’13 Reasons Why,’ welcome to your tape

Tim Mikulski, Art Director

Because you are reading this high school newspaper, I can safely assume that you spend a good deal of time around teenagers. If that assumption is true, I can even more safely assume that you have heard about “13 Reasons Why”, the recent Netflix mini-series of Jay Asher’s novel telling the story of high school student Hannah Baker, who dies by suicide and leaves behind 13 cassette recordings regarding her death. That is where my assumptions will end, and assumptions of “13 Reasons Why” and its producers begin: careless, overstepping assumptions that turned the story from a meaningful novel to a shallow and dangerous TV show.

The series has already drawn in more than its share of controversy from psychological associations and school organizations, leading to a TV-MA rating, content warnings, and high-visibility placement of mental health resources by Netflix.

This is not enough.

 “13 Reasons Why” is inherently problematic, not just for the graphic scenes that earned it its ratings and warnings, but for the way it treats Hannah Baker’s story.

The first and foremost problem is that the story is less about Hannah’s suicide and more about narrator Clay trying to “solve” it, which dramatically cheapens and oversimplifies suicide. The series portrays all sorts of horrific wrongs done towards Hannah, but remarkably little about the character herself.

Not only does this storytelling reinforce the false idea that suicide has someone to blame, but it utterly neglects to cover the ongoing epidemic of adolescent mental illness. “13 Reasons Why” glosses over crucial internal mental health problems, and in doing so portrays false images of teen suicide that make genuine dialogue about support for at-risk teens that much more difficult.

Additionally, the series presents the ongoing idea that Hannah’s suicide started a chain of events bringing the peers who hurt her to “justice”. I cannot stress enough how harmful this message of suicide as revenge is, especially when this message is being targeted towards such an impressionable demographic like us. Along with demonstrating a deeply problematic message regarding suicide as a whole, that message leads to images of people who die by suicide as vengeful or selfish. Again, a frighteningly harmful message like this has no place in such a lauded production.

Lastly, there is no imagery in any of the series’ 13 episodes of these teenagers actually seeking help for the mental trauma and social distress they undergo throughout the series. “13 Reasons Why” is more about the events leading up to Hannah’s suicide than Hannah herself: car accidents, abuse, stalking and rape are all depicted in graphic detail, but the mere presence of these images is not the problem. The problem is that the series portrays these tragedies as unstoppable forces pushing Hannah to instability. They are not. Suicide is preventable, and there are myriad ways to do so; by not showing any of these, the series builds a blatantly unhealthy image regarding how people become suicidal.

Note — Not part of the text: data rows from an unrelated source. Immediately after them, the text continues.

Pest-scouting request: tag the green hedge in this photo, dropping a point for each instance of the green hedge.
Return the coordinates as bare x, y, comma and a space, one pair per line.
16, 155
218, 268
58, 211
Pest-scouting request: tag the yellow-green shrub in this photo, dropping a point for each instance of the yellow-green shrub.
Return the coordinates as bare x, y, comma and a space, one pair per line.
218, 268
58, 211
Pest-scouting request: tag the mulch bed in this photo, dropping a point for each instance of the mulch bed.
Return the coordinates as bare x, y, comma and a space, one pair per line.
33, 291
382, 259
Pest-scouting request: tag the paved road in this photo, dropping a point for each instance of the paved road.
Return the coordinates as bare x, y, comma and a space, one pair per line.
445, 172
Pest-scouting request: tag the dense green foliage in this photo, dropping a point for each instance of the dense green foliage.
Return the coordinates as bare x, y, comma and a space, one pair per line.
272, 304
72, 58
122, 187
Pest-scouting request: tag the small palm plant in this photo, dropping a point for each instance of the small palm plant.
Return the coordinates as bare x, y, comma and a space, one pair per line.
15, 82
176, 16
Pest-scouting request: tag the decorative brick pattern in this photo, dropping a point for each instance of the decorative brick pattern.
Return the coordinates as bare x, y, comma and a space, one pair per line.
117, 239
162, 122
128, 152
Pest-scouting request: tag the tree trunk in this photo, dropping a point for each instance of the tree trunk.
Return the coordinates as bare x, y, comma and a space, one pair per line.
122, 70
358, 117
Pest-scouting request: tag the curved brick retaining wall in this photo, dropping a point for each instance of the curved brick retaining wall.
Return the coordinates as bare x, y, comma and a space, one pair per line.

The cloud of controversy and argument that “13 Reasons Why” has kicked up highlights the ongoing need for candid and well-informed changes to the way we think about suicide as a society. Though Netflix’s attempts to protect viewers through ratings and resources are well-intended, they do nothing to combat the series’ blatant misrepresentation of a suicide story.

In addition, a second season for the series has been confirmed, and it will continue the toxic search for a person to blame for Hannah’s suicide. Netflix and the series’ producers are far more engaged with profiting off of suicide’s dramatization; a much more sensible option would have been tracing the story of the second suicide that occurs in the first season (this time without the gross distortion of suicide’s causes and effects), at least partially righting the wrongs of the first season.

Nobody can be faulted for initiating valuable and necessary dialogues to have about mental health, but the way the series started these conversations was unwieldy and dangerous. Though many people have found solace in the series, repeated problematic undertones have rendered the cultural wave behind “13 Reasons Why” much more of a problem than a solution.